Results for PH (Table 1 and Figures 3 and 4) showed different response surface patterns than for GY, which was expected due to the different genetic architecture of this trait. As shown by Fang et al, ²⁴ this trait is controlled by a very few loci. Here, the RF imputation gave the highest predictive ability (0.524) using approximately 2.5 times more markers (9287) than the naïve imputation (3799), which produced a mean correlation of 0.515. Similar to the previous case, the response surface obtained by the RF seemed a little flatter than the surface obtained by the other imputation method. Despite the imputation method, there were sizable improvements in predictive ability with respect to conventional QCs. These improvements ranged between 27% and 48% for naïve imputation, while for RF, it was between 17% and 47%. Hence, a clear advantage was shown by considering other than conventionally used QCs.

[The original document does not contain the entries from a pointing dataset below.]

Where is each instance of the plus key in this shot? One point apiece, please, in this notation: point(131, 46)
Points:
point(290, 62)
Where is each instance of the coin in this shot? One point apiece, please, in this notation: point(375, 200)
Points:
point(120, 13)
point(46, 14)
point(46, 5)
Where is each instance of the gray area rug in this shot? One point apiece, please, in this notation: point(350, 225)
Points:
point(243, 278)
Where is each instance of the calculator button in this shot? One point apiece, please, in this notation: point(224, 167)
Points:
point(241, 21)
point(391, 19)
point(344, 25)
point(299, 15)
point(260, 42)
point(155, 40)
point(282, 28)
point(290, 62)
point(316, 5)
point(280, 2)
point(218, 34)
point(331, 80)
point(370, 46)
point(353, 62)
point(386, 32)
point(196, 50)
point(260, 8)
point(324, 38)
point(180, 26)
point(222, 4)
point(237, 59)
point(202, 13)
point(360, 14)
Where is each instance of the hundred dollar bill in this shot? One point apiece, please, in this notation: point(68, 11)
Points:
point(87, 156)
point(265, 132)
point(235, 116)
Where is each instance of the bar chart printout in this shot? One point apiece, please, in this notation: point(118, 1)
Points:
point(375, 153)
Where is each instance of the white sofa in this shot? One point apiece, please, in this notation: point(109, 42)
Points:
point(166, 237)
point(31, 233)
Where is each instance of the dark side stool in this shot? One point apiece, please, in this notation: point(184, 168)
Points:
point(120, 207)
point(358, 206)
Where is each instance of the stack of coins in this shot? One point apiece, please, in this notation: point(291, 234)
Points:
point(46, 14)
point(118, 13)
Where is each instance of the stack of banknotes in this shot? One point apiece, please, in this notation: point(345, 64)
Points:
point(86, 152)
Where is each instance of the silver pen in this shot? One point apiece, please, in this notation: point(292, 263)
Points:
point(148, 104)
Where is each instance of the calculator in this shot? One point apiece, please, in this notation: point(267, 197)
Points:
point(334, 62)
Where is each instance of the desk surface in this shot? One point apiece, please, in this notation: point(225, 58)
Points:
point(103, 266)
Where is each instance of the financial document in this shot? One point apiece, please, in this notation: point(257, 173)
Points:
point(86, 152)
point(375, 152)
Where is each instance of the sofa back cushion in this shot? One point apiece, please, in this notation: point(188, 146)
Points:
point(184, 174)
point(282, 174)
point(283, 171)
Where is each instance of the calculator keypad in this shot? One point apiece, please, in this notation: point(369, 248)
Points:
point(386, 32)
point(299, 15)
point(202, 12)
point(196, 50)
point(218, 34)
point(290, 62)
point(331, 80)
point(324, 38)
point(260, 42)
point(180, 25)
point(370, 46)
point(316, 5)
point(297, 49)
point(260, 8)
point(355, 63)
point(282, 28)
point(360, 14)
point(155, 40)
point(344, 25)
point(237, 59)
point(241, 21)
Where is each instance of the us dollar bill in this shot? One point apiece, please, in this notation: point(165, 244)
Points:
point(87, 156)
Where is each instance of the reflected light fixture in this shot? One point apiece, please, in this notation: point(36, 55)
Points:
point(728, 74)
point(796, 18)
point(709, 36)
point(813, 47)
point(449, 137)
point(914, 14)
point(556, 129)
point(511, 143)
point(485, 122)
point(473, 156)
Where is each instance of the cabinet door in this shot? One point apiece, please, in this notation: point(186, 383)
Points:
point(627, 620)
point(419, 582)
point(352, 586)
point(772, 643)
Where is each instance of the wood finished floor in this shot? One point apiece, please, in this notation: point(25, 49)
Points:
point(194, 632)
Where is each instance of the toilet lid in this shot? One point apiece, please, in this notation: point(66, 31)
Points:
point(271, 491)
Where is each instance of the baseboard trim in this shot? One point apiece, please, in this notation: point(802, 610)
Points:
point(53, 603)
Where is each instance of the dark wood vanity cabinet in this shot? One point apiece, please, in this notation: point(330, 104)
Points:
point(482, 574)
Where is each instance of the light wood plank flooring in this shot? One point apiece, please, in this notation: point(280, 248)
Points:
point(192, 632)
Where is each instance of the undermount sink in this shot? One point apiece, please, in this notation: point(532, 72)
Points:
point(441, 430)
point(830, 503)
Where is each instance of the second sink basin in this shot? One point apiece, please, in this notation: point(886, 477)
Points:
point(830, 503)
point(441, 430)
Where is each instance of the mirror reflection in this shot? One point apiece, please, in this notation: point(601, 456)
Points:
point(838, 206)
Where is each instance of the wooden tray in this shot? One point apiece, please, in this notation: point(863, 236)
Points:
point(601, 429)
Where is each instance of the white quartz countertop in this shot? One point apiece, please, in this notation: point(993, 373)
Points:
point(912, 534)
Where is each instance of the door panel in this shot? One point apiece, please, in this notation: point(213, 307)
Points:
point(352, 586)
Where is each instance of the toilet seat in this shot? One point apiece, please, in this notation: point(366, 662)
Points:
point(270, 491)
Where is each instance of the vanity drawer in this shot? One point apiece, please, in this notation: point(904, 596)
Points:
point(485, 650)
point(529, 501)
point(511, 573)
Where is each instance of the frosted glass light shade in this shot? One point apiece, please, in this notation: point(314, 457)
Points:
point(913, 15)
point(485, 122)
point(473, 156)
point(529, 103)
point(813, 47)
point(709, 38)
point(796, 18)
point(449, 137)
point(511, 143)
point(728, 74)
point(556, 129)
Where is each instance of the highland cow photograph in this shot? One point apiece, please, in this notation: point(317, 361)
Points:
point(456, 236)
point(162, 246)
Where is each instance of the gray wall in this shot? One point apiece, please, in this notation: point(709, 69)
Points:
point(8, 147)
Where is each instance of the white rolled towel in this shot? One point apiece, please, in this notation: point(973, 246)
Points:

Days to maturity showed a slight improvement in predictive ability by using the RF imputation compared with the naïve method. Similarly to the other 2 traits, the response surface was flatter (especially in the corners) using the RF technique. This IT gave the highest correlation (0.704) using 2.2 times more markers (26 512) than what was necessary with the naïve method (11 917), which delivered a mean correlation of 0.691. For this trait, the improvements with respect to conventional QCs ranged between 2% and 7% for both imputation methods. Thus, no significant improvements were observed considering other values than the commonly used QCs.

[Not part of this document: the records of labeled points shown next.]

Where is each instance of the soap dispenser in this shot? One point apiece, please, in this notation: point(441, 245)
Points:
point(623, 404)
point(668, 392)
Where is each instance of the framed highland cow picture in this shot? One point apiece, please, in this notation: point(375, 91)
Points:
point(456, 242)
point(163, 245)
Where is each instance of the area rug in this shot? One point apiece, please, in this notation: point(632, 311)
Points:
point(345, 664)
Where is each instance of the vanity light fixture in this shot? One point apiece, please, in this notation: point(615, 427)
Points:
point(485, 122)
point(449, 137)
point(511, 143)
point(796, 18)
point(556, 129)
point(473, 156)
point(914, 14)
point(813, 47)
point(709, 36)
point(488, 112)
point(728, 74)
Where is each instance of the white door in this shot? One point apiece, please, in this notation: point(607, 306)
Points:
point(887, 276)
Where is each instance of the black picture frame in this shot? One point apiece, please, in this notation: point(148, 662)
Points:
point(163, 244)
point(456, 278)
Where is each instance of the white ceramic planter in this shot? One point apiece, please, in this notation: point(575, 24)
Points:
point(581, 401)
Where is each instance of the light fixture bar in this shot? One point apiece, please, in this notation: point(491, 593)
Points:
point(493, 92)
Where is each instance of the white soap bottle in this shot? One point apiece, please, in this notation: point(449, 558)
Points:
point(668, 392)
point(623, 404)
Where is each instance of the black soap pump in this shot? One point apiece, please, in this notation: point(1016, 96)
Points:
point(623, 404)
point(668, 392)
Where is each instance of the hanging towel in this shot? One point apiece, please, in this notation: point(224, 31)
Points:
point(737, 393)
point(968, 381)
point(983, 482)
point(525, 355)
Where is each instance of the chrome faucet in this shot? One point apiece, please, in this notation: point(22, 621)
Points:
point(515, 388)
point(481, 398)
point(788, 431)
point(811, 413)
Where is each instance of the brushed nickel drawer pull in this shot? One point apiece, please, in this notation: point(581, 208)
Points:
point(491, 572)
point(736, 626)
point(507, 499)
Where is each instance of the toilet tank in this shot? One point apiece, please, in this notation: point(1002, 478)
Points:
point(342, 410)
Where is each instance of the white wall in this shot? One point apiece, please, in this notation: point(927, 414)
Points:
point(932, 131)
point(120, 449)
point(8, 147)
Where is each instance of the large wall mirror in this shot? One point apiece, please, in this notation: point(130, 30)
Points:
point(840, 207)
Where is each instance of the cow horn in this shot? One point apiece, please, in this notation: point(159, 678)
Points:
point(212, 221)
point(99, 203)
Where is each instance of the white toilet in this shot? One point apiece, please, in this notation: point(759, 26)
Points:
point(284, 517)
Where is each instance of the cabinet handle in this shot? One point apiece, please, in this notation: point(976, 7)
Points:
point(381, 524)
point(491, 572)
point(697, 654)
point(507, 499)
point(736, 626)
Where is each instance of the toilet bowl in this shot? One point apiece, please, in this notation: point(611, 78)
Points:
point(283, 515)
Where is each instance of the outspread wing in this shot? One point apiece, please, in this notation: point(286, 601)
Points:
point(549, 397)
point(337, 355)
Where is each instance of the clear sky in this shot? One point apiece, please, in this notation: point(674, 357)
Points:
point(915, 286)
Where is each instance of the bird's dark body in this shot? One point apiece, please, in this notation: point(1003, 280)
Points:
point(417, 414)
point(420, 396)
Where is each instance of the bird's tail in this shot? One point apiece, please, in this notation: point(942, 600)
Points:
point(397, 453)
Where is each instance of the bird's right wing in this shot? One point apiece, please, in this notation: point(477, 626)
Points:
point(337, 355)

In this study, we showed that the improvements in predictive ability are affected by (1) the genetic architecture of the trait and (2) the imputation method as well. The highest correlations were found considering different combinations of MAF and PMMS, which also varied the number of markers necessary for the analysis. In general, RF produced flatter response surfaces showing a slight advantage by using this imputation method. Also, this method needed between 2 and 5 times more markers than the naïve imputation for producing comparable results. Finally, we saw sizable, moderate, and null improvements in predictive ability for PH, GY, and DTM, respectively, by considering QCs other than those that are commonly used.